Carcinogénesis y Mutagénesis

Farinango Páez Camila Alexandra

Alumna de Toxicología EIA820-3, Carrera de Ingeniería en Biotecnología,
Universidad de las Américas (UDLA), Quito-Ecuador

Carcinogénesis

Ha pasado casi un siglo desde el comienzo de la investigación experimental en

carcinogénesis. El progreso fue lento antes de la determinación de Watson y
Crick de la estructura del ADN y la elucidación de su papel como el principal
portador de información genética. Estos descubrimientos proporcionaron la base
esencial para comprender la carcinogénesis a nivel genético molecular, y el ritmo
del descubrimiento se ha acelerado rápidamente. Los principales avances
incluyen la identificación de las principales clases de carcinogénesis ambiental,
la apreciación del papel de los factores del estilo de vida en el cáncer humano,
el reconocimiento del papel de la bioactivación y una mayor conciencia de las
diferencias entre individuos en la susceptibilidad genética (Penning, 2011).

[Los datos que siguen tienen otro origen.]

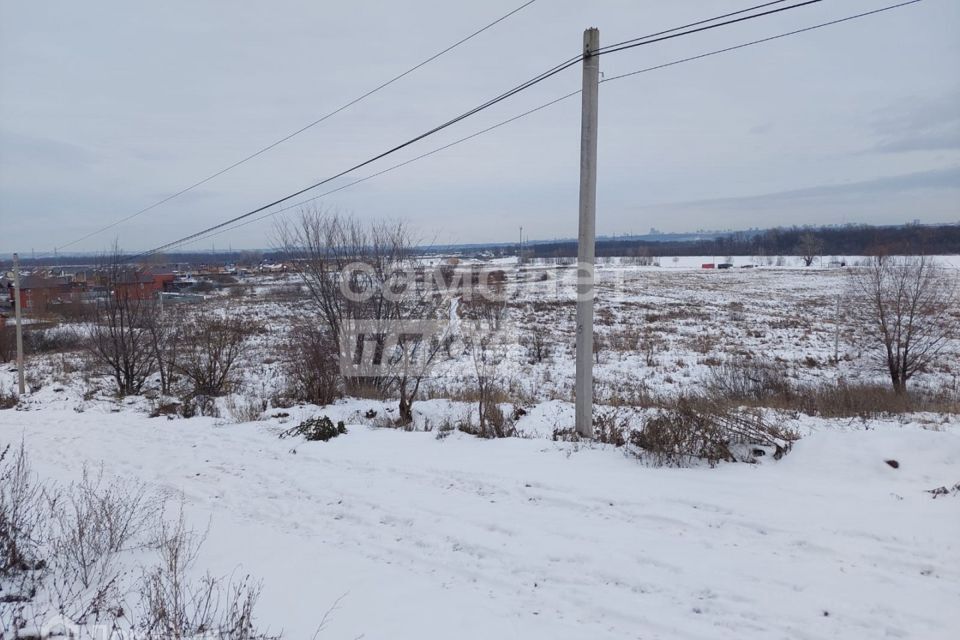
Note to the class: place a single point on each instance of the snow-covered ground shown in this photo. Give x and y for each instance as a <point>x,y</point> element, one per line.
<point>397,534</point>
<point>415,536</point>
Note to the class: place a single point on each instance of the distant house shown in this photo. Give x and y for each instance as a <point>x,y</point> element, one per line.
<point>141,285</point>
<point>38,292</point>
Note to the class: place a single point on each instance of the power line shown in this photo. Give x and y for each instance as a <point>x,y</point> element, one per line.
<point>695,24</point>
<point>300,130</point>
<point>553,102</point>
<point>644,40</point>
<point>639,42</point>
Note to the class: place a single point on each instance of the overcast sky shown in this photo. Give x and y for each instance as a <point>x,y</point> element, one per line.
<point>106,107</point>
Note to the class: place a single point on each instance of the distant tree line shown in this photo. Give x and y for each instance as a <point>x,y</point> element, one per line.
<point>845,240</point>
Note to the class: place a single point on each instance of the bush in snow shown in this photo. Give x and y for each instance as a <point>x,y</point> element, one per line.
<point>697,428</point>
<point>316,429</point>
<point>212,350</point>
<point>312,365</point>
<point>63,559</point>
<point>8,398</point>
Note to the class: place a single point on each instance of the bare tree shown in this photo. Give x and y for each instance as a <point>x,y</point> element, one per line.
<point>907,307</point>
<point>809,247</point>
<point>369,286</point>
<point>485,344</point>
<point>119,337</point>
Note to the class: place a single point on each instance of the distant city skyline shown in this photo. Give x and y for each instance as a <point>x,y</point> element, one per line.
<point>105,111</point>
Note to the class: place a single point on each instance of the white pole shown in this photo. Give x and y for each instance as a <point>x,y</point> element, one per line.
<point>587,234</point>
<point>16,306</point>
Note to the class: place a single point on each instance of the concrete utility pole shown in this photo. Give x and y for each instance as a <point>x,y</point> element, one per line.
<point>587,235</point>
<point>16,306</point>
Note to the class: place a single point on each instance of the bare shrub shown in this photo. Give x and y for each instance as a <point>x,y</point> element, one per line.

Se considera que para que la carcinogénesis sea efectiva, deben interactuar con
los constituyentes celulares, incluidas las proteínas, los lípidos y, lo más
importante, con los ácidos nucleicos, el material genético de la célula.
Compuestos que tienen estructuras que permiten el tipo de reacciones y la
acción directa; aquellos requieren activación metabólica son de acción indirecta.
Los carcinógenos no genotóxicos o epigenéticos tienen otros mecanismos de
acción.

Relativamente pocos carcinógenos son de acción directa ya que la inactiva

reactividad de dichos compuestos también tiende a hacerlos inestables.
Ejemplos de tales carcinógenos son aziridina (etilenimina), beta propiolactona,
bis (clorometil) éter, bis (2-cloroetil) sulfuro, óxido de etileno, metil
metanosulfonato. Estas estructuras conducen a la alquilación de
macromoléculas celulósicas, a menudo en la posición 7 de guanina en ácidos
nucleicos, sin la necesidad de activación metabólica. La mayor parte de la
carcinogénesis directa no representa un peligro apreciable para la población en
general (Shingo Miyamoto, 2008).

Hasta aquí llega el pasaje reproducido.